Mtembu also joins a special group of runners who have won the Comrades both going down to Durban, and up to Pietermaritzburg, and spoke proudly of his humble upbringing in the Midlands.

“There was some tough competition, and I respect all those guys, but I had my plan and that was my focus,” Mthembu said after the race.

Asked about the accolades, as well as the money, that comes with winning such a prestigious race, Mthembu was straightforward in his reasoning for striving to succeed.

“For me it is about the love of sport,” Mtembu added. “The money is not important, for me it comes in at about fourth or fifth.

“There is so much potential in the rural areas, I want to know why we in South Africa are not doing more to unearth that talent.”

The 34-year-old runner had been in outstanding form leading up to the Comrades, taking silver in the 100km World Championships in Spain, breaking Bruce Fordyce’s 27-year-old SA record, and again bringing some national pride to long-distance running.

Mtembu made it six SA men’s Comrades champions, stretching back to 2012, including his own 2014 down-run win which was in a time of 5:28:29. The Arthur Ford runner, as a former winner, was of course one of the favourites for the title, but mostly flew under the radar in the build up to the 2017 edition.

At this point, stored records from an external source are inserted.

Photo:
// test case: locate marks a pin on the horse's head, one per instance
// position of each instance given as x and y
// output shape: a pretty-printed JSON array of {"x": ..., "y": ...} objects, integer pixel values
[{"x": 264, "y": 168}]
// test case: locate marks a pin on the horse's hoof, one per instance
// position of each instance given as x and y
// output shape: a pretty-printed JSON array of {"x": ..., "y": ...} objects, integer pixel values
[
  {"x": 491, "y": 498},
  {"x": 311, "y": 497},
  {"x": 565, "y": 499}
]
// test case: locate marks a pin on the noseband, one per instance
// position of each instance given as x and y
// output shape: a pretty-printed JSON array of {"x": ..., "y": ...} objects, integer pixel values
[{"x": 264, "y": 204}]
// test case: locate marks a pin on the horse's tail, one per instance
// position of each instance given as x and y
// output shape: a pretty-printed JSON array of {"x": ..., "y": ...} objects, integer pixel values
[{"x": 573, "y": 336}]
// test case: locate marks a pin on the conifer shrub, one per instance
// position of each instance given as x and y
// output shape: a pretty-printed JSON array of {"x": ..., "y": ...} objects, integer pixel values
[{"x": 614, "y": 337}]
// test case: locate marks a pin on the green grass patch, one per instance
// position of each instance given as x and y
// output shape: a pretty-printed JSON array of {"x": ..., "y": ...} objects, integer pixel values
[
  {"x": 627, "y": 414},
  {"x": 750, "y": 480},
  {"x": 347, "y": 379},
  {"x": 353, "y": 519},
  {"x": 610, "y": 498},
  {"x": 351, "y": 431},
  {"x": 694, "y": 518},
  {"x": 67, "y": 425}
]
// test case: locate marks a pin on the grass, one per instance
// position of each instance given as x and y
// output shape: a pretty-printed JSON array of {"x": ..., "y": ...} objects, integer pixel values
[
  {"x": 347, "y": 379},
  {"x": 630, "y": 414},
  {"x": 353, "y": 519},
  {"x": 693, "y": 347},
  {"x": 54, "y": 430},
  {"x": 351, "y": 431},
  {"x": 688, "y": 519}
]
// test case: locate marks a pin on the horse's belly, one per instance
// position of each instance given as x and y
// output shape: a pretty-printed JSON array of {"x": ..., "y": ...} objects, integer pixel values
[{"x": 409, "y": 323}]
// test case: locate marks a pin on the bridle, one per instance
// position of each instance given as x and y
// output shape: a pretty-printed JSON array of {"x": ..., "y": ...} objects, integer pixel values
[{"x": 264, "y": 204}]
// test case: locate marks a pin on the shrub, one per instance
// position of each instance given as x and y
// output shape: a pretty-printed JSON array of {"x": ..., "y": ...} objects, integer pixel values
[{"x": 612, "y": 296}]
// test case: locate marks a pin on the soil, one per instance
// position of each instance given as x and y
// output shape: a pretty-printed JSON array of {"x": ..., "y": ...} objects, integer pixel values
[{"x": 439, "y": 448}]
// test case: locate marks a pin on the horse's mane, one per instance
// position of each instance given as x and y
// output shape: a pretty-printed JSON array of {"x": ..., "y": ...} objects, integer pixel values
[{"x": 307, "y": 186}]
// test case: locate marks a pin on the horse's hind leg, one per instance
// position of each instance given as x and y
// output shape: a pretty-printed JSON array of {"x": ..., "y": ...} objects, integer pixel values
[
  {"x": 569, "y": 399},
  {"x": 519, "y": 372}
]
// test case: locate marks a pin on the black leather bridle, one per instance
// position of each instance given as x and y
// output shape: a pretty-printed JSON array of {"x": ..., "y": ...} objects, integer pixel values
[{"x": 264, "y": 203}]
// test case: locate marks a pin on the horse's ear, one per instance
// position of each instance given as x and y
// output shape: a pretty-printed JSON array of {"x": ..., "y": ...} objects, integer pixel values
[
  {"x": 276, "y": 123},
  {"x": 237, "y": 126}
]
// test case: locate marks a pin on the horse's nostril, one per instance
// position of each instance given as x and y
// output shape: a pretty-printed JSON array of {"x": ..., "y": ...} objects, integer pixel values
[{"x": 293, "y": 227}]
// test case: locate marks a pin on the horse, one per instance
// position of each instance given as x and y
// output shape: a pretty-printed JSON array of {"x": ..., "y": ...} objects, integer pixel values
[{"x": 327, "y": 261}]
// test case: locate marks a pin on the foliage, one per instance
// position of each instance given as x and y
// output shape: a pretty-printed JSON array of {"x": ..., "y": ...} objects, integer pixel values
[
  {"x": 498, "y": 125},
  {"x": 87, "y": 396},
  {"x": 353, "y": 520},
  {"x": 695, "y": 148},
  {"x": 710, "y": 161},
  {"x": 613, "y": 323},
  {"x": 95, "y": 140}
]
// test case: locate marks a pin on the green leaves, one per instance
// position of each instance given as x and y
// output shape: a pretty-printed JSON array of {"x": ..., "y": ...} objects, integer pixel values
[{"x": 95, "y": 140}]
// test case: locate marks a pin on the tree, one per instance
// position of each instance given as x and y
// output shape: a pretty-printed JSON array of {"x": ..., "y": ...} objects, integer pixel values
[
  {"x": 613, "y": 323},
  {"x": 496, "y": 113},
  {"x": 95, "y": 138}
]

The men’s race was full of competition with all four of the most recent winners, Ludwick Mamabolo, Claude Moshiywa, defending up run champion Gift Kelehe and record-breaking down-run winner, David Gatebe all looking to add a second winner’s medal to their haul.

Some of those familiar names rounded off the top 10, such as Kelehe, who finished in third in 6:14 after Mtembu. Mamabolo came in fourth with another KZN runner in Charles Tjiane taking fifth. In second spot, 3:14 after the winner, was Hatiwande Nyamande from Zimbabwe.

In the women’s race, defending champion and favourite, Charne Bosman was unable to maintain the SA dominance as she gave up her crown to American Camille Herron, whose unorthodox running style had many pundits scratching their heads.

Herron set a blistering time coming through early on in the race. The novice runner picked up the women’s title in a time of 6:25:35 in her first complete Comrades Marathon. Herron attempted the last up run in 2015, but had to pull out due to injury, while last year she again was disappointed, sitting out with illness.

“I came here in 2014 and ended up in the medical tent, and Charne (Bosman) and her family were so helpful to me in that time,” Herron explained.

“Last year I also had to sit out with illness so I knew I had unfinished business here.”

Herron was coming off some great form, having won both the 100km and 50km World titles in 2015.

“After winning those World titles, I knew I was born to run,” she added.

“I came back to Comrades knowing I had to fight with all my heart in this race, and I did.”

Bosman, whose race plan always involved a slow start, building towards a stronger finished, was pipped by Russian Alexandra Morozova, who came in second.